The proposed ESRD Treatment Choices Model (ETC) will be published in the Federal Register on July 18. Interested parties will have 60 days beyond that date to provide comments on the proposal.
The ETC is “focused on encouraging greater use of home dialysis and kidney transplants, in order to preserve or enhance the quality of care furnished to Medicare beneficiaries while reducing Medicare expenditures,” CMS said in the proposed rule published in the Federal Register. The ETC model would include ESRD facilities and certain clinicians – called managing clinicians – who are caring for beneficiaries with ESRD located in selected geographic areas as participants. CMS would assess the performance of participating managing clinicians and ESRD facilities on their rates of home dialysis and kidney and kidney-pancreas transplants during each measurement year (MY), and would subsequently adjust certain of their Medicare payments — from 3% in the first year down to 1% in the third year — during the performance payment adjustment period based on their home dialysis rate and transplant rate, CMS said in the document.

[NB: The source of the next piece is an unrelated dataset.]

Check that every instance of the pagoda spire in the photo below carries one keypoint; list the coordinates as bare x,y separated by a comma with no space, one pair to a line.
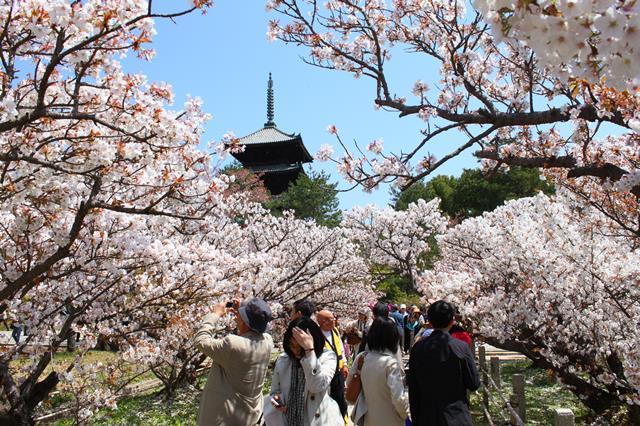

The payment adjustments under the ETC model would occur under the ESRD Prospective Payment System (PPS) for ESRD facilities and under the Medicare Physician Fee Schedule (PFS) for nephrologists, and would begin Jan. 1, 2020, and end on June 30, 2026.
For both managing clinicians and ESRD facilities, HHS is proposing to calculate the rates of home dialysis and kidney and kidney-pancreas transplants among attributed ESRD beneficiaries. For managing clinicians, the agency would include attributed beneficiaries who receive preemptive transplants in the calculation of the transplant rate.
In his remarks before signing the executive order that created the Advancing American Kidney Health program, President Donald J. Trump touted dialysis at home as the best choice for patients. “Crucially, our new system will ensure that more patients undergoing dialysis can do so from the comfort of their own home. And doing this from the home is a dramatic, long-overdue reform — something that people have been asking for for many, many years,” he said. “It sometimes amazes me that it never got done ... Right now, only 12 percent of patients on dialysis receive care at home. My executive order will change that and reduce cost, transform care, and greatly improve the quality of life for kidney patients all across the nation.”
Sending more patients home to dialyze as part of the Advancing American Kidney Health initiative was applauded by providers like DaVita Kidney Care, Fresenius Medical Care, Baxter Renal Care, and nursing home dialysis company Dialyze Direct.
“We share the U.S. administration’s commitment to expanding access to home dialysis, transplantation and new models of value-based care for chronic kidney disease, and we see it as an endorsement of our initiatives ... We welcome reimbursement reforms that facilitate investments in care models designed to improve outcomes and help reduce costs, two goals to which more use of home dialysis and transplants can equally contribute,” Rice Powell, CEO of Fresenius Medical Care, said in a release. The dialysis provider recently completed its acquisition of home hemodialysis machine manufacturer NxStage Medical for $2 billion.
Added Laura Angelini, general manager of Baxter’s Renal Care business. “Our extensive home dialysis infrastructure, pioneering innovation in home therapies and deep expertise in driving PD adoption around the world will help make the administration’s innovative vision a reality,” she said in a release.